There are a lot of reasons you don’t need to take antibiotics, even if you think you do.
In fact, experts are discovering that a good number of antibiotics given out every day do nothing of value for the people taking them.
Besides acute side effects, the practice of overprescribing unnecessary antibiotics has given rise to bacteria so smart and powerful that none of our best efforts can stop them.
Those bugs kill about 23,000 people each year, the same amount as the entire population of Laguna Beach, California.
Bacteria or virus?
To help preserve the effectiveness of current antibiotics, experts are looking into rapid diagnostic tools that can determine if the cause of someone’s infection is indeed caused by bacteria.
If it’s due to a virus, like the common cold and flu, then no antibiotics should be given.
Still, doctors regularly hand out antibiotics that might do more harm than good, mostly due to a lack of training in infectious diseases.
Also, patients demand them.
If doctors could have a quick, easy, and inexpensive way to assure their patients that their symptoms are caused by a virus, then researchers say that will be a step in the right direction.
That’s also part of President Barack Obama’s National Action Plan to Combat Antibiotic-Resistant Bacteria.
But right now, it’s not as if a doctor or nurse can tell the difference with a naked eye.

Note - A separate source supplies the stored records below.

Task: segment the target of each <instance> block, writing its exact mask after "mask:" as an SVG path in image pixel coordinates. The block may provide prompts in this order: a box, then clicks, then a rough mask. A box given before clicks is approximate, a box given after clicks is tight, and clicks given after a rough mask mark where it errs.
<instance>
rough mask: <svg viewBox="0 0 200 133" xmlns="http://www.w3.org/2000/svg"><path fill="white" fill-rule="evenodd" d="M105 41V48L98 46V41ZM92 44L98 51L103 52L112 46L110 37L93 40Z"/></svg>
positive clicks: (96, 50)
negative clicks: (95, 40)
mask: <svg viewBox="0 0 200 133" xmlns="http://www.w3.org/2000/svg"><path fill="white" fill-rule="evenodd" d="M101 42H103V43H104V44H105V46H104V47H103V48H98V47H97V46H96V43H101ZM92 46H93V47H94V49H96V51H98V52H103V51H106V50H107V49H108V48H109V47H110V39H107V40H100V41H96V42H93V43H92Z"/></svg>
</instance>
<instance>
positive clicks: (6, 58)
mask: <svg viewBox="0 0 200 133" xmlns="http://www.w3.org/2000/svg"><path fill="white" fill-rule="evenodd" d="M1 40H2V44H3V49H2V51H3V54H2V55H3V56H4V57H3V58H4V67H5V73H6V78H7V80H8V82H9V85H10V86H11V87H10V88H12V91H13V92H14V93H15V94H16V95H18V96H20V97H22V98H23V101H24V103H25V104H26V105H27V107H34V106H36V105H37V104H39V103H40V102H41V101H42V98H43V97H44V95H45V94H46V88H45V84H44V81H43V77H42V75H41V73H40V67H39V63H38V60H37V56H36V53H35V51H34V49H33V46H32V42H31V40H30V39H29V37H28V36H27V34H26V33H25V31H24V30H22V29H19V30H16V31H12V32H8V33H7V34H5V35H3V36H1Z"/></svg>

“Clinically, it can be very difficult to differentiate between bacterial and viral infections,” Dr. Tim Sweeney, Ph.D., an engineering researcher associated with the Stanford Institute for Immunity, Transplantation, and Infection, told Healthline.
Sweeney was recently lead author on research published in the journal Science Translational Medicine.
He and fellow researchers are one step closer to finding a fast and inexpensive way to differentiate bugs, an important step in humanity’s fight against deadly bacteria.
Gene behavior gives away identity
Sweeney and Purvesh Khatri, Ph.D., an assistant professor of medicine at Stanford, have been working on a diagnostic test for years.
The current ideation serves two tests at one time. The first confirms an infection, while the second test differentiates the cause as either viral or bacterial.
It does this by examining gene expression, or how genes behave in response to something.
While prior tests examined hundreds of genes, making it take longer at a greater cost, the new Stanford model uses a combination of 18 genes. There are 11 to detect an infection and seven to determine bacteria or a virus.
This is done in a lab with a simple blood sample, and takes about an hour.
In their recent studies, the Stanford team tested blood from 1,057 samples from 20 different cohorts, including 96 critically ill children with blood infections. They found the test could accurately detect infection and differentiate the cause.
The test, Sweeney says, “reads the immune system” to see if the infection is being caused by bacteria.
Besides saving antibiotics for when they’re truly needed, like in cases of larger, more serious infections such as sepsis, the test may save lives.
“Even a few hours can mean a lot in terms of patient mortality,” Sweeney said.
It will take considerable time before a doctor would be able to use the 18-gene test.
First, researchers must use a bigger sample to double check their findings. Then, Sweeney says, it will be used in the hospital setting before clinics.
The National Institutes of Health (NIH), and private groups such as the Bill and Melinda Gates Foundation, funded Khatri and Sweeney’s most recent research.